Nach fast fünf Jahren Niedergang wächst am krisengeschüttelten irischen Immobilienmarkt die Hoffnung auf eine Trendwende. Nach Angaben der Statistikbehörde CSO stieg im Mai der durchschnittliche Preis für Wohnhäuser und Apartments gegenüber dem Vormonat um 0,2 Prozent. Das ist der erste Anstieg seit September 2007. In der Hauptstadt Dublin, dem wirtschaftlichen Zentrum der kleinen Inselrepublik, legten die Hauspreise im Mai um 0,5 Prozent zu und damit den dritten Monat in Folge. Im Vergleich zum Vorjahresmonat und zum Jahresanfang sind die Preise allerdings weiter deutlich gefallen.
Irlands einst aufgeblähter Immobiliensektor steht im Zentrum der Schuldenkrise des kleinen Landes. Nach einem gewaltigen auf Pump finanzierten Bauboom platzte die Blase Mitte 2007. Der Kollaps der Wohnungspreise brachte zuerst irische Großbanken wie die inzwischen berüchtigte Anglo Irish Bank an den Rand des Ruins und kurze Zeit später auch den Staat, der sich mit der Bankenrettung übernommen hatte. Im November 2010 bekam Irland von den anderen Euro-Ländern und dem Internationalen Währungsfonds einen Rettungskredit von 68 Milliarden Euro.

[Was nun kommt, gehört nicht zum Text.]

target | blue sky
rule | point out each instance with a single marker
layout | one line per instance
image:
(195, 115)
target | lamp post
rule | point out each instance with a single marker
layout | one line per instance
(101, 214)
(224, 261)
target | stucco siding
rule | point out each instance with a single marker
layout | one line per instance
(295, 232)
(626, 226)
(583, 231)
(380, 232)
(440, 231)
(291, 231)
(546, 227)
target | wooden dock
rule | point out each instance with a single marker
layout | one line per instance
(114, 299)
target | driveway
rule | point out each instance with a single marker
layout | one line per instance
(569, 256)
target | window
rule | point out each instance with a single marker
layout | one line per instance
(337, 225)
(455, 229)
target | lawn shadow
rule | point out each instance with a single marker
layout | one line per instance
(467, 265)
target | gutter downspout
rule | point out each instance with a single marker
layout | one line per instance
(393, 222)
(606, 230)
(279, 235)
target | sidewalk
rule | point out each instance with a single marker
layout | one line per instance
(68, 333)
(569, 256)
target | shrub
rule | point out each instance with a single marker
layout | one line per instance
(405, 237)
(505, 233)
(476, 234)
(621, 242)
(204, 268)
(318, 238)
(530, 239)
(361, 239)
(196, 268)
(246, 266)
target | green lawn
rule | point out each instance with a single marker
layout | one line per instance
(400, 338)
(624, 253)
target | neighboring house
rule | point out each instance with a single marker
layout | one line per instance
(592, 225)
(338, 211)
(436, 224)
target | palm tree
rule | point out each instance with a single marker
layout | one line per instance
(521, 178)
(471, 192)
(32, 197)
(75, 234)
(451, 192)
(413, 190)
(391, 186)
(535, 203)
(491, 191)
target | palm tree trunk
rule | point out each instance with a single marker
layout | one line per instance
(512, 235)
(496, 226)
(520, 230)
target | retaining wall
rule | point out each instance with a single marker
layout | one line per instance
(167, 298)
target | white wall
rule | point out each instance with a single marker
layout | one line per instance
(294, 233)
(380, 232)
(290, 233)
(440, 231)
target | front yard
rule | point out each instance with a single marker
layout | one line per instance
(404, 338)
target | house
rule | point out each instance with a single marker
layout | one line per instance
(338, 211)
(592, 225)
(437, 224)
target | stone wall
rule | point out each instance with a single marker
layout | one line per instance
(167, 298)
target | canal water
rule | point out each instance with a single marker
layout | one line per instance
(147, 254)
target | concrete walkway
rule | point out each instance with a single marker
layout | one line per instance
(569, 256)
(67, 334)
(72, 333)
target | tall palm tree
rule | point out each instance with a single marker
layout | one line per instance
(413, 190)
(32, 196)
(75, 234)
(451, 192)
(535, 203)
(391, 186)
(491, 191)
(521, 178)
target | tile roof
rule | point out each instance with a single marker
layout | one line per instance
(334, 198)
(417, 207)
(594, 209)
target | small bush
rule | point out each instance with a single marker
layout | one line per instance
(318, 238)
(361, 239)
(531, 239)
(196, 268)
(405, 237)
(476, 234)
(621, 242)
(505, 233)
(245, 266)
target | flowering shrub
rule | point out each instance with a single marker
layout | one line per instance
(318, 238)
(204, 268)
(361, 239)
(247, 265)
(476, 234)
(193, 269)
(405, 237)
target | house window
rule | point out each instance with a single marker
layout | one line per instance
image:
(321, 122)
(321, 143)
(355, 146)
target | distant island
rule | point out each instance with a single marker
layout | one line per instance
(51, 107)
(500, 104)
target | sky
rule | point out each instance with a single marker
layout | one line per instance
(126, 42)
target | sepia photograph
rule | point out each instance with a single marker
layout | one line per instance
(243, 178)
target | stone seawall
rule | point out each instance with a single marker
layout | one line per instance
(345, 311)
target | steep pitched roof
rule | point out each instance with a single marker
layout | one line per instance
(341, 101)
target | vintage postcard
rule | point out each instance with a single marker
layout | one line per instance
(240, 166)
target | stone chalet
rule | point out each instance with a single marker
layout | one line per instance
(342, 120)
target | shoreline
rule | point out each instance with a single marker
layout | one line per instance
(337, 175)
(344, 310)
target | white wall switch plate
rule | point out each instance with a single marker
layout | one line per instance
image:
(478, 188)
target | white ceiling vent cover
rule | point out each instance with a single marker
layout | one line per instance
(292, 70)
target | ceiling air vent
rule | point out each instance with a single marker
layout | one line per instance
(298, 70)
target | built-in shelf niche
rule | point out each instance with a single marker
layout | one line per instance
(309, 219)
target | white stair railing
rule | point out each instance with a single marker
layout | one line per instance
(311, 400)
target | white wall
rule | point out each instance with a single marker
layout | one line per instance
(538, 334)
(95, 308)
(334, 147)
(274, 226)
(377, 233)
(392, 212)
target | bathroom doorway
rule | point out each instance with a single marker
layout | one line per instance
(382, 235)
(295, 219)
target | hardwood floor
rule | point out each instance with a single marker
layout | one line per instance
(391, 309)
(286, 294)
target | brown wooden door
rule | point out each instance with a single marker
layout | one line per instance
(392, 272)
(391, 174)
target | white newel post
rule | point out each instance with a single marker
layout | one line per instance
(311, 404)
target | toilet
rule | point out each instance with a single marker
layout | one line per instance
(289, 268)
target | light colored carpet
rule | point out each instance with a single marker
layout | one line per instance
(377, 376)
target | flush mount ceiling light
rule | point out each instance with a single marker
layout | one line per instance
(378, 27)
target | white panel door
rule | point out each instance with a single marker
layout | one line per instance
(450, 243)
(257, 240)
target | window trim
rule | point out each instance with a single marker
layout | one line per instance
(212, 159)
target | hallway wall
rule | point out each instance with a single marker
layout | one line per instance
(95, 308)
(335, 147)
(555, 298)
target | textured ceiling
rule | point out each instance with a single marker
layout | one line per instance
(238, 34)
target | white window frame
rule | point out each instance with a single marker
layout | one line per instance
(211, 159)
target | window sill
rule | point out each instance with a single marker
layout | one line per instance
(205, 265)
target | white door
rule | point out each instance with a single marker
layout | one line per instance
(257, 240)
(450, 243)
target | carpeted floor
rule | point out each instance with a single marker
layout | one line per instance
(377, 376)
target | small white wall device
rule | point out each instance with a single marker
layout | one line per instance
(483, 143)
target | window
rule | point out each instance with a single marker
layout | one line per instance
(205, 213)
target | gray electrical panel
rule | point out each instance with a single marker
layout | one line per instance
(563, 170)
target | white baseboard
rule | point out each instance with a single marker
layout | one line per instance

Private Schulden der Bürger noch immer hoch
Experten reagieren zurückhaltend auf den Hoffnungsschimmer am Immobilienmarkt. „Das ist eine gute Nachricht, aber wir sollten sie nicht überbewerten“, sagt Conall Mac Coille, der Chefökonom des irischen Wertpapiermaklers Davy. Es sei zu früh, um eine Trendwende auszurufen. Die Aussagekraft der ermittelten Durchschnittspreise sei beschränkt, denn sie basierten auf einer sehr geringen Anzahl von Transaktionen, gibt Mac Coille zu bedenken. In Irland ist der Immobilienmarkt weitgehend eingefroren: Eigentümer, die nicht unbedingt müssen, schrecken davor zurück, durch einen Verkauf unter Einstandspreis hohe Verluste zu realisieren. „Warten wir ab, ob das nur eine Unterbrechung ist oder ob die Preise wirklich nicht mehr weiter fallen. Es wäre eine Überraschung, wenn es das gewesen sein sollte“, warnt auch Ronan Lyons, Ökonom bei der irischen Online-Immobilienbörse Daft.ie.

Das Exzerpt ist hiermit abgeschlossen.